Achieved with AbstractEagerDynoSerializer — a powerful base class for implementing eager deserialization strategies.

  • Direct deserialization. unlike lazy serialization, which stores intermediate JsonElement representations, eager serialization decodes values directly into their final types, offering better memory efficiency.
  • Mixed strategies: supports mixing eager and lazy (JsonElement) deserialization strategies within the same object by returning ResolveResult.Keep.
  • Polymorphic handling: delay deserialization of keys that depend on other fields using ResolveResult.Delay, enabling polymorphic or conditional deserialization.

Usage example.

DynoKey validation

The onAssign and onDecode processors can be assigned to add validation logic. All processors are chained in the order of assignment.

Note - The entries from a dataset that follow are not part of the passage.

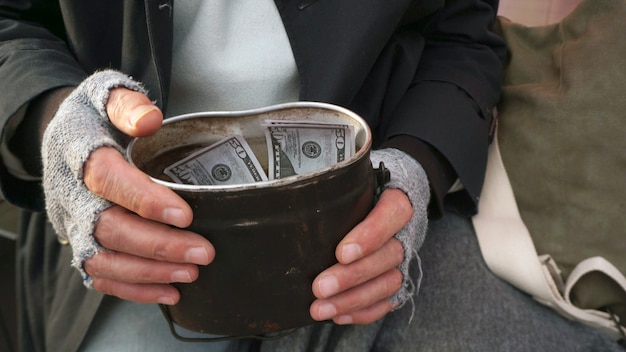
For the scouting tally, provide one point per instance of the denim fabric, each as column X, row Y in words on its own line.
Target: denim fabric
column 461, row 307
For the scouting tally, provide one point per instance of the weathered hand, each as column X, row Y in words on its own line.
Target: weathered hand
column 145, row 254
column 356, row 290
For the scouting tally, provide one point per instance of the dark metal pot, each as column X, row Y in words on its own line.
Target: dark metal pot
column 271, row 238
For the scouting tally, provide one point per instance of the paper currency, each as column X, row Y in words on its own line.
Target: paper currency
column 297, row 147
column 227, row 162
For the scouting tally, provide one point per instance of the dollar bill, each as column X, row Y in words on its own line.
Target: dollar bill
column 297, row 147
column 227, row 162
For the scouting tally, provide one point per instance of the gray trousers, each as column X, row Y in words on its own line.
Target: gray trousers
column 461, row 306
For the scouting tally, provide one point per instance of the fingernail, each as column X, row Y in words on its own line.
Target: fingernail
column 343, row 320
column 174, row 216
column 180, row 276
column 351, row 252
column 197, row 255
column 328, row 286
column 166, row 300
column 326, row 311
column 138, row 114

  • onAssign is called when a value is manually assigned to the key (e.g., obj[key] = value or dynamicObjectOf(key with value)).
  • onDecode is called when a value is deserialized. Useful when validation is only needed for deserialized objects received from network.
  • validate assigns the same validation logic to both onAssign and onDecode.

Example

object Person {
    val age by dynoKey<Int>().onDecode { 
        require(it > 0) { "'age' must be positive, but was: $it" } 
    }
    val name by dynoKey<String>().validate {
        require(it.isNotBlank()) { "'name' must not be empty" }
    }
}

Decoding from JSON - both onDecode and validate processors are called:

val obj = Json.decodeFromString<DynamicObject>("""{"name": "", "age": -1}""")
decoded[Person.age]  // throws IllegalArgumentException
decoded[Person.name] // throws IllegalArgumentException

Manual assignment - only validate processor is called:

val obj = mutableDynamicObjectOf(Person.age with -1)
obj[Person.age]       // returns -1
obj[Person.name] = "" // throws IllegalArgumentException

// throws IllegalArgumentException
mutableDynamicObjectOf(Person.name with "") 

Composition

The validation functions are easily composable and can be used to build your own validation DSL:

fun <R: DynoKeySpec<String>> R.notBlank() = validate {
    require(it.isNotBlank()) { "property '$name' must not be empty" }
}

fun <R: DynoKeySpec<String>> R.maxLength(max: Int) = validate {
    require(it.length <= max) { "property '$name' length must be <= $max, but was: ${it.length}" }
}

Multiple validators are chained together:

object User {
    val name = DynoKey<String>("username")
        .notBlank()
        .maxLength(100)
        
    val email by dynoKey<String>()
        .validate { require("@" in it) { "property '$name' must be valid email" } }
        .maxLength(255)
}

When a value is assigned or decoded, all validators in the chain are executed in order.